Меня иногда начинали раздражать и сердить его разговоры о смерти. "Почему Рафидж об этом не говорит? - порывался я резко спросить у Ивана. Он терпит и верит. У него тоже ранение груди, тоже образуются нагноения да еще сто ран. А ты стонешь, стонешь. Надоел!" Но я молчал, потому что не смел в таком тоне говорить с ним. Он часто задыхался, синел, и к нему сбегались врачи; в состоянии полу сознания кричал, что ему больно, больно, что его плохо лечат. Однажды, расплакавшись, потребовал, чтобы его умертвили.

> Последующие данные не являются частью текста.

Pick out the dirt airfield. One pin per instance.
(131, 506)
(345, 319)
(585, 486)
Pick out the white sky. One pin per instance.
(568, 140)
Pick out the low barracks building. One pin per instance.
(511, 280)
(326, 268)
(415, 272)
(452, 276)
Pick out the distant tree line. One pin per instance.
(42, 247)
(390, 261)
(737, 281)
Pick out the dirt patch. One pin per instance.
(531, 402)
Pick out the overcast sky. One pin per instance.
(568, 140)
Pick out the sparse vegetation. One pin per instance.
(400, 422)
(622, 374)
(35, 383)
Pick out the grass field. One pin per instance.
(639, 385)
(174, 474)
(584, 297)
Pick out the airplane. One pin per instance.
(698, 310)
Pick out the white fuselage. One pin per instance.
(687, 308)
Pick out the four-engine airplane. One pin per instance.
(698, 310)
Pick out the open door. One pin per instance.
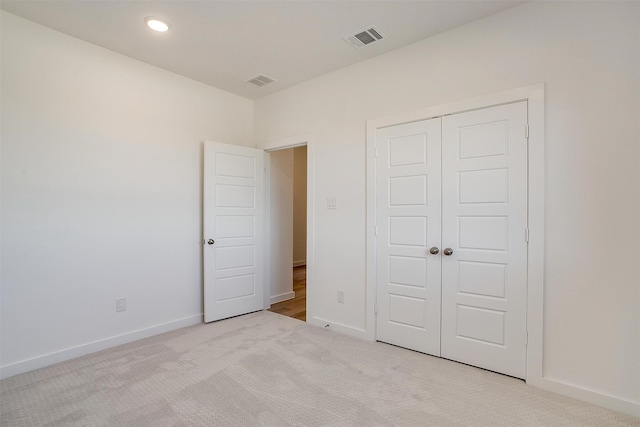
(233, 212)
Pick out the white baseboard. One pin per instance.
(591, 396)
(282, 297)
(91, 347)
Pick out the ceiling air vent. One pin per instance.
(260, 80)
(364, 38)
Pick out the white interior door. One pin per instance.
(457, 185)
(484, 187)
(408, 223)
(233, 212)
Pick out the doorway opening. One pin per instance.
(288, 237)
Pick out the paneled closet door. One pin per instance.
(408, 178)
(484, 205)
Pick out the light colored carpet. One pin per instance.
(271, 370)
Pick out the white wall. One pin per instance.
(101, 194)
(300, 205)
(281, 224)
(588, 57)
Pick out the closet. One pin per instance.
(451, 236)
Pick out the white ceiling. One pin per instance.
(225, 43)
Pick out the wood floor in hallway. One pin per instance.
(296, 307)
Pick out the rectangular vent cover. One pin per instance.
(364, 38)
(260, 80)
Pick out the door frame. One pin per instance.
(534, 94)
(283, 144)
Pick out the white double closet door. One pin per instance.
(451, 220)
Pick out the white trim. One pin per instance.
(292, 142)
(576, 392)
(283, 297)
(91, 347)
(535, 286)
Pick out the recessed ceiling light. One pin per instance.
(156, 24)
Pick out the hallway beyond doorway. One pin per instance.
(296, 307)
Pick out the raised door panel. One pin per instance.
(408, 222)
(484, 220)
(233, 218)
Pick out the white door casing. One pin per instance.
(408, 209)
(484, 222)
(233, 226)
(480, 287)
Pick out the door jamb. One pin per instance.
(283, 144)
(534, 94)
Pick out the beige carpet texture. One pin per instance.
(263, 369)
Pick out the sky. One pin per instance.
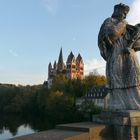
(33, 31)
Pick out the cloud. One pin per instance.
(13, 53)
(95, 64)
(134, 15)
(51, 6)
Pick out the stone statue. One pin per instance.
(118, 43)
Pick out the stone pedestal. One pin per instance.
(126, 123)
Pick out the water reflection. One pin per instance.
(16, 125)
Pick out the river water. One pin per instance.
(13, 126)
(22, 130)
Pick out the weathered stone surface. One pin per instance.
(118, 42)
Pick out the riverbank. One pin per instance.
(73, 131)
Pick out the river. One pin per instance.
(13, 126)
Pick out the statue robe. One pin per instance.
(122, 69)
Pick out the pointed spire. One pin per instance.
(60, 64)
(79, 58)
(50, 65)
(60, 60)
(54, 65)
(70, 57)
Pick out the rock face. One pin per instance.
(125, 124)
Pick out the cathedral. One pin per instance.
(73, 69)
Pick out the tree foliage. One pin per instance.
(57, 103)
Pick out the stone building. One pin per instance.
(73, 69)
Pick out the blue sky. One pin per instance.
(33, 31)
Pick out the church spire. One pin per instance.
(60, 63)
(60, 60)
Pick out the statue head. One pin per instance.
(120, 11)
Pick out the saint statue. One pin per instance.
(118, 43)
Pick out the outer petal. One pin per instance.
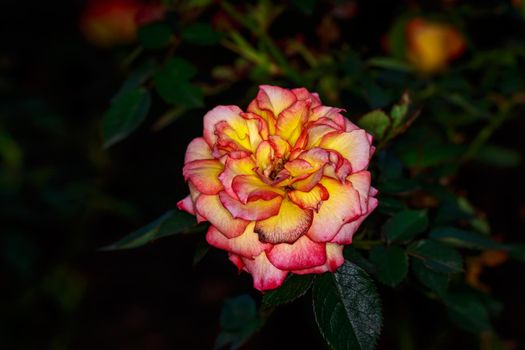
(186, 204)
(311, 199)
(265, 275)
(361, 182)
(353, 145)
(234, 167)
(198, 149)
(345, 234)
(255, 210)
(229, 114)
(247, 244)
(211, 208)
(287, 226)
(204, 175)
(334, 259)
(302, 254)
(291, 120)
(274, 98)
(251, 188)
(342, 206)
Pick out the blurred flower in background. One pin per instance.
(432, 45)
(115, 22)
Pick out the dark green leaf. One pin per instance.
(436, 256)
(201, 34)
(172, 84)
(294, 287)
(465, 239)
(125, 115)
(498, 156)
(239, 321)
(391, 263)
(468, 312)
(173, 222)
(347, 308)
(405, 225)
(376, 123)
(154, 35)
(435, 281)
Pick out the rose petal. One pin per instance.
(247, 244)
(290, 223)
(204, 175)
(255, 210)
(265, 275)
(342, 206)
(311, 199)
(353, 145)
(334, 259)
(210, 207)
(347, 231)
(302, 254)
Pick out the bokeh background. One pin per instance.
(63, 195)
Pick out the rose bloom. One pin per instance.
(431, 45)
(107, 23)
(283, 185)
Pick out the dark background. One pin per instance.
(66, 197)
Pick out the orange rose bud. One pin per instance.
(432, 45)
(284, 185)
(107, 23)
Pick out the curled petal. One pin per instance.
(290, 223)
(228, 114)
(247, 244)
(234, 167)
(187, 205)
(311, 199)
(334, 259)
(265, 275)
(345, 234)
(353, 145)
(302, 254)
(251, 188)
(274, 99)
(255, 210)
(204, 175)
(342, 206)
(198, 149)
(290, 122)
(210, 207)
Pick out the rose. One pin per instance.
(106, 23)
(283, 185)
(432, 45)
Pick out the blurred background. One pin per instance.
(70, 185)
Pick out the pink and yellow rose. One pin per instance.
(284, 185)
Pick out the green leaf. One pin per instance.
(172, 84)
(436, 256)
(294, 286)
(465, 239)
(125, 115)
(468, 312)
(391, 263)
(347, 308)
(171, 223)
(239, 321)
(435, 281)
(155, 35)
(376, 123)
(201, 34)
(405, 225)
(498, 156)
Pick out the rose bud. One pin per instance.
(431, 45)
(284, 185)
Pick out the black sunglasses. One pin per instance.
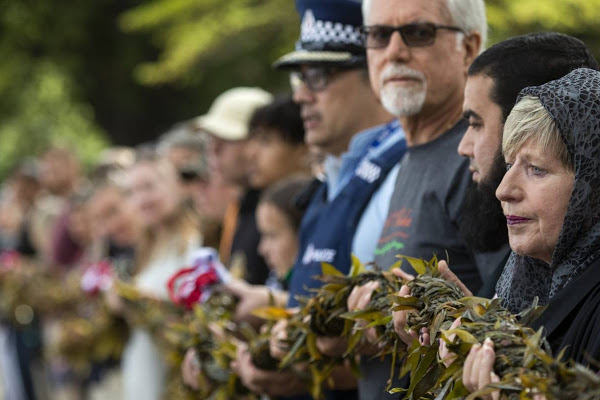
(413, 35)
(315, 78)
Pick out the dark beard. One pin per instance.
(482, 223)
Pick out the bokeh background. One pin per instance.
(89, 73)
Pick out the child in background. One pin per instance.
(278, 218)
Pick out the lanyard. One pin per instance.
(388, 130)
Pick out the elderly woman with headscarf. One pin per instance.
(551, 198)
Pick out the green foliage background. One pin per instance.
(95, 72)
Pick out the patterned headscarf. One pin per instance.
(573, 102)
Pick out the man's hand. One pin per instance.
(190, 369)
(449, 276)
(478, 370)
(332, 346)
(446, 355)
(399, 317)
(250, 298)
(278, 345)
(359, 300)
(271, 383)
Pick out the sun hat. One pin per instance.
(230, 113)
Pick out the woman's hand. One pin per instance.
(114, 302)
(478, 370)
(359, 300)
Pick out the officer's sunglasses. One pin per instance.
(414, 35)
(315, 78)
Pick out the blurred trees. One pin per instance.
(123, 71)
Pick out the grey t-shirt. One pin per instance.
(423, 221)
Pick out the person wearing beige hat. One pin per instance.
(227, 124)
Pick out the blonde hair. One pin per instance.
(529, 120)
(183, 225)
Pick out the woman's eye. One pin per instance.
(537, 171)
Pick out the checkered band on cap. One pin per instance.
(317, 31)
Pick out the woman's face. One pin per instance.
(278, 240)
(535, 194)
(270, 158)
(112, 218)
(154, 192)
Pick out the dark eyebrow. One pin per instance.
(470, 113)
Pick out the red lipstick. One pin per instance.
(516, 220)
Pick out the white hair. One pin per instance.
(469, 15)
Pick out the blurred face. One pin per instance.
(154, 192)
(271, 158)
(278, 240)
(334, 114)
(112, 218)
(58, 172)
(79, 225)
(535, 195)
(482, 141)
(229, 158)
(212, 198)
(411, 80)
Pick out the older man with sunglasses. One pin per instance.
(362, 142)
(419, 52)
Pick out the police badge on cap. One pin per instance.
(329, 34)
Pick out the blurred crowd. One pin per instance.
(253, 251)
(147, 209)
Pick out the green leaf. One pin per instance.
(418, 264)
(329, 270)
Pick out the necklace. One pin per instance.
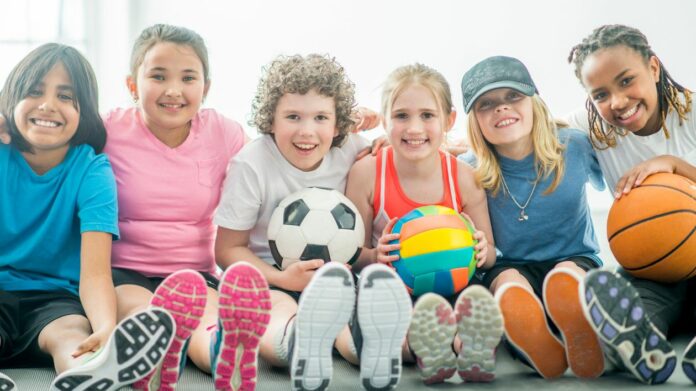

В последние дни он стал часто вскрикивать, капризничать: то я не так "утку" ему подсунул, то неловко обтер мокрой тряпкой его полное вялое тело. Я отмалчивался, старался скорее все сделать и уйти.
- Помоги мне умереть, Сергей, - поймал он мою руку, но был настолько слаб, что его горячая, жидковато-пухлая ладонь упала на кровать. - Прошу! Я не хочу жить. Я устал, устал!
Он снова заплакал, но даже плакать уже не мог, потому что боли в груди жестоко о себе напоминали, давили всхлипы, и он мог только лишь поскуливать и морщиться.
- Успокойся, Ваня, нужно перетерпеть.
Неожиданно он громко вскрикнул, и его грудь стала биться в тяжелых конвульсивных вздохах.Замер и, осторожно дыша, тихонько вымолвил:
- Жить... жить хочу.
Его лицо стало быстро наливаться синеватой бледностью, и мне показалось - щеки, губы, подбородок будто бы растекались и расширялись. Он весь обмякал, вдавливаясь в постель. Я испугался, выбежал в коридор и крикнул медсестру. Она только взглянула на него и во весь дух кинулась за врачами. Пока их не было, я стоял возле Ивана. Я впервые видел, как из человека уходит жизнь, - тихо, дажекак-тоделикатнотихо, словно не желая причинить боль умирающему, потревожить его. Он лежал, не шелохнувшись, стал каким-то затаенным, и мне почудилось, что синевато-бледные губы обращались в кроткую улыбку. Полузакрытым глазом смотрел на меня, но в этом взгляде я уже не видел ни боли, ни страха, ни каприза, ни укора, лишь глубокий-глубокий покой. Я дотронулся до его руки - она оказалась прохладной.
В палату ворвалось человек пять. Они вкатили какой-то электрический аппарат. Меня подтолкнули к двери. Я медленно опустился на стул возле медсестринского столика. Через несколько минут из палаты вышли все пятеро врачей и молча побрели по коридору. Рядом со мной присела медсестра, вынула из шкафчика клеенчатую табличку с вязочками и написала: "Баранов Иван Ефремович. Умер 14 марта...".
"Боже, - подумал я, - как буднично и просто!"
Начальник отделения велел мне и еще одному парню унести тело Ивана в мертвецкую. За руки, за ноги мы положили его на носилки, закрыли простыней и подняли.
- У-ух, тяжелый, - с хохотцой сказал мой напарник.
Я угрюмо промолчал.
Мы принесли Ивана к небольшому темному дому, стоявшему за госпиталем, в саду у забора. Напарник отомкнул ржавый замок, отворил скрипучую, обитую потемневшим металлом дверь и включил свет. Мы увидели бетонную серую лестницу, уползавшую глубоко под землю. Там находилась единственная комнатка, пустая, сумрачная. Из предметов остался в памяти длинный, обшитый ярко-желтым пластиком стол; его солнечно-радостный цвет казался невыносимо нелепым. Пахло плесенью.